İnsanı doğadan ayrı düşünemiyorum. Mesela benim en mutlu olduğum anlar doğanın içinde olduğum anlar. Yaptığım doğa yürüyüşleri, bin yedi yüzden dağları, ovaları izlemek, bilmediğim bitki türleri ile karşılaşmak, bir derenin şırıltısını dinlemek, kilometrelerce yolu yürüdükten sonra bir köy kahvesinde soluklanmak beni sonsuz mutlu ediyor. Doğanın talan edilmesi de bir o kadar mutsuz. Yakın zamanda yaşadığımız orman yangınları, sel felaketleri gelecekte yaşayacağımız felaketlerin habercisi gibiler. Yeryüzünde tek canlının bizler olmadığını düşünüyorum. O canlıların çığlıkları içimi acıtıyor. Tam da burada doğayı merkez edinen bir yaşamı tercih ettiğim söylenebilir. Doğaldır ki bu da öykülerime yansıyor.

Adettendir, tezgâhta neler var?

Maksatlı Makastar'dan sonra elimde epeyce şiir birikti.

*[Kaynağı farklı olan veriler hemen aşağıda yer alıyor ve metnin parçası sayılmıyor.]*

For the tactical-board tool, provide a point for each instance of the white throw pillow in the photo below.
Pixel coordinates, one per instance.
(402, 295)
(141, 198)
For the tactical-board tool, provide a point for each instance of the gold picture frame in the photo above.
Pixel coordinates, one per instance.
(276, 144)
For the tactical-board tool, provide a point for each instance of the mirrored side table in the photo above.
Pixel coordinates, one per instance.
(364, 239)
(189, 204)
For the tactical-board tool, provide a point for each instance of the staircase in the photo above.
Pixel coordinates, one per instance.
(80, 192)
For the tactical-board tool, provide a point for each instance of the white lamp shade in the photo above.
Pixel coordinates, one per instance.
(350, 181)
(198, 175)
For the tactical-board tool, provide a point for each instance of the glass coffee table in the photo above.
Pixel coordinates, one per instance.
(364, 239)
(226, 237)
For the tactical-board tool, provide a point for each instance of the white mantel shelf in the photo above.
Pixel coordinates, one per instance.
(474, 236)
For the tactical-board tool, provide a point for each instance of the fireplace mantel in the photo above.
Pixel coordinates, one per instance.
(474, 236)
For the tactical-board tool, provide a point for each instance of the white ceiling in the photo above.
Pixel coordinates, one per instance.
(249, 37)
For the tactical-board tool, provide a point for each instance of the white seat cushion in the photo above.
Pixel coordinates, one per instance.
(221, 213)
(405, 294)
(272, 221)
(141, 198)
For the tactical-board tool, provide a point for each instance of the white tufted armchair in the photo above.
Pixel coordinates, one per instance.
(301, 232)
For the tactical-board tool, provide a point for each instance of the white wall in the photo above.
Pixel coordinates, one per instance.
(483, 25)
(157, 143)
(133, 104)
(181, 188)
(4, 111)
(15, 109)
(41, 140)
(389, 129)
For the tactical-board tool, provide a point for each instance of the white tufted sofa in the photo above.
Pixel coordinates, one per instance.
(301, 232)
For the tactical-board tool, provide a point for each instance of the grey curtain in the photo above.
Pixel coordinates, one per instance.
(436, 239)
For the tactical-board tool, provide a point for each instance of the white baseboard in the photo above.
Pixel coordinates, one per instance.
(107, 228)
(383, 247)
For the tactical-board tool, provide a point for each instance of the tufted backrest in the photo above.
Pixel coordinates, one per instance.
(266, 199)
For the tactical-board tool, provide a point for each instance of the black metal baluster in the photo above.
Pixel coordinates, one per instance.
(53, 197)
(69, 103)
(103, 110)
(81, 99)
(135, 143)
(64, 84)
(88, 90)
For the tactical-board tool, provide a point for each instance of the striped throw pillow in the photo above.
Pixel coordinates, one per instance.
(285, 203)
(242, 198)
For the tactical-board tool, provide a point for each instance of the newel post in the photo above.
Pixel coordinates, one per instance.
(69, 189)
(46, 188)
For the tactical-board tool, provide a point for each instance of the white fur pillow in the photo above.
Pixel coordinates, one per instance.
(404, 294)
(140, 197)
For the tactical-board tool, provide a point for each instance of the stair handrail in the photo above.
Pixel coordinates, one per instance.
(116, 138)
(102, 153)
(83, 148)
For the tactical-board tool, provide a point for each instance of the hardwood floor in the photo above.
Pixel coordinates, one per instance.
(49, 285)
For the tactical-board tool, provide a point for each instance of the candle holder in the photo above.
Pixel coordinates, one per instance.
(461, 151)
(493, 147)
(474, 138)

Önüme bir yıl daha koydum. Belki daha fazla. Dosyam üzerinde çalışıyorum. Henüz emekli olmadım, çalışıyorum. Pandemi sürecinde hiç olmadığım kadar kendimle baş başa kaldım. Bu olumsuz süreci bir verime çevirdim. Yaklaşık on bir yıldan belki daha fazla çocuk edebiyatı ile ilgileniyor, bunu da keyifle yapıyorum. İşte bu süreçte çocuk edebiyatı alanında da ürünler verdim, okumalar yaptım. Şimdilerde bunlar arkası arkasına yayımlanmaya, okurla buluşmaya başladılar. Çalışmayı, üretmeyi seviyorum. Antalya tarihi binlerce yıl önceye giden bir kent. Elinizi attığınız yerden tarih fışkırıyor. Çocuklar için Antalya'nın eski yerleşim yeri Perge'yi anlatacağım bir projem var sırada. Ve elbette yeni öyküler. Fakat şimdilerde daha çok okuyor, film izliyor, doğa ile baş başa zaman geçiriyorum.

Betül Hanım söyleşi için teşekkür ederim. Hikâyeniz daim olsun.

Ben teşekkür ederim. Hikâyemiz daim olsun.